Skip site navigation (1)Skip section navigation (2)
Date:      Mon, 28 Jan 2013 21:04:21 -0600
From:      Joshua Isom <jrisom@gmail.com>
To:        freebsd-questions@freebsd.org
Subject:   Re: How to fix a broken owner for files from world & build from ports?

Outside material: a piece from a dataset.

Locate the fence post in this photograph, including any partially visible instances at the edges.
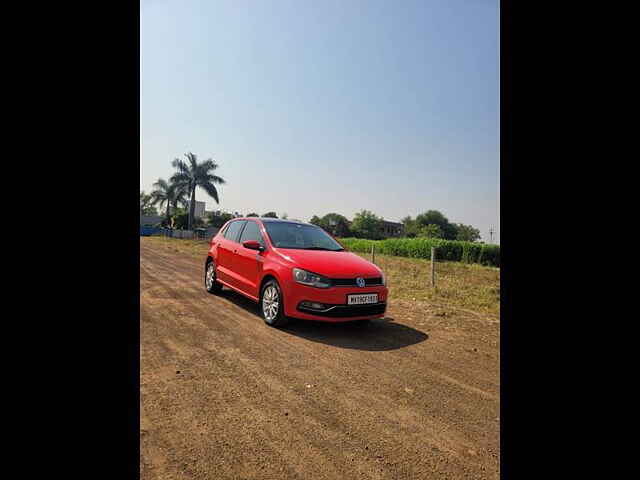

Message-ID:  <51073C35.8010602@gmail.com>
In-Reply-To: <op.wrnjptnuuwjkcr@freebsd>
References:  <op.wrms0fqkqhadp0@freebsd> <20130128182726.42db0712.freebsd@edvax.de> <op.wrnfetnauwjkcr@freebsd> <op.wrngzye9uwjkcr@freebsd> <510736DE.4060701@gmail.com> <op.wrnjptnuuwjkcr@freebsd>

next in thread | previous in thread | raw e-mail | index | archive | help
On 1/28/2013 8:54 PM, Ralf Mardorf wrote:
> On Tue, 29 Jan 2013 03:41:34 +0100, Joshua Isom <jrisom@gmail.com> wrote:
>> On 1/28/2013 7:56 PM, Ralf Mardorf wrote:
>>> Still not perfect, I guess I need something similar to ls -RAl for some
>>> directories :S and I didn't test what awk will do with names including a
>>> space.
>>
>> Try `find /dir -ls`.  You can pipe it into sed like this `find /dir
>> -ls| sed -e 's%/dir%%g'` and then get something easily comparable.
>
> Cool, it does display the path, but there's still the other issue:
>
> $ touch test\ test
> $ find * -ls| sed -e 's%/dir%%g'| awk '{print $5" "$11}'
> rocketmouse test
>
> Perhaps awk isn't that important, but it e.g. will filter different file
> sizes, for e.g. configurations I edited in the meantime.
>
> :(

You're basically getting down to the dirty tedious parts.  Unless you 
know a full featured scripting language with a find library to find and 
compare ownership, or you want a custom c program for a rare occurrence, 
you're just going to have to do it the tedious way.  Computer's aren't 
always fun and glory.  For every beautiful network, someone had to run 
the wires into the wall, through the dirt, and to the other building.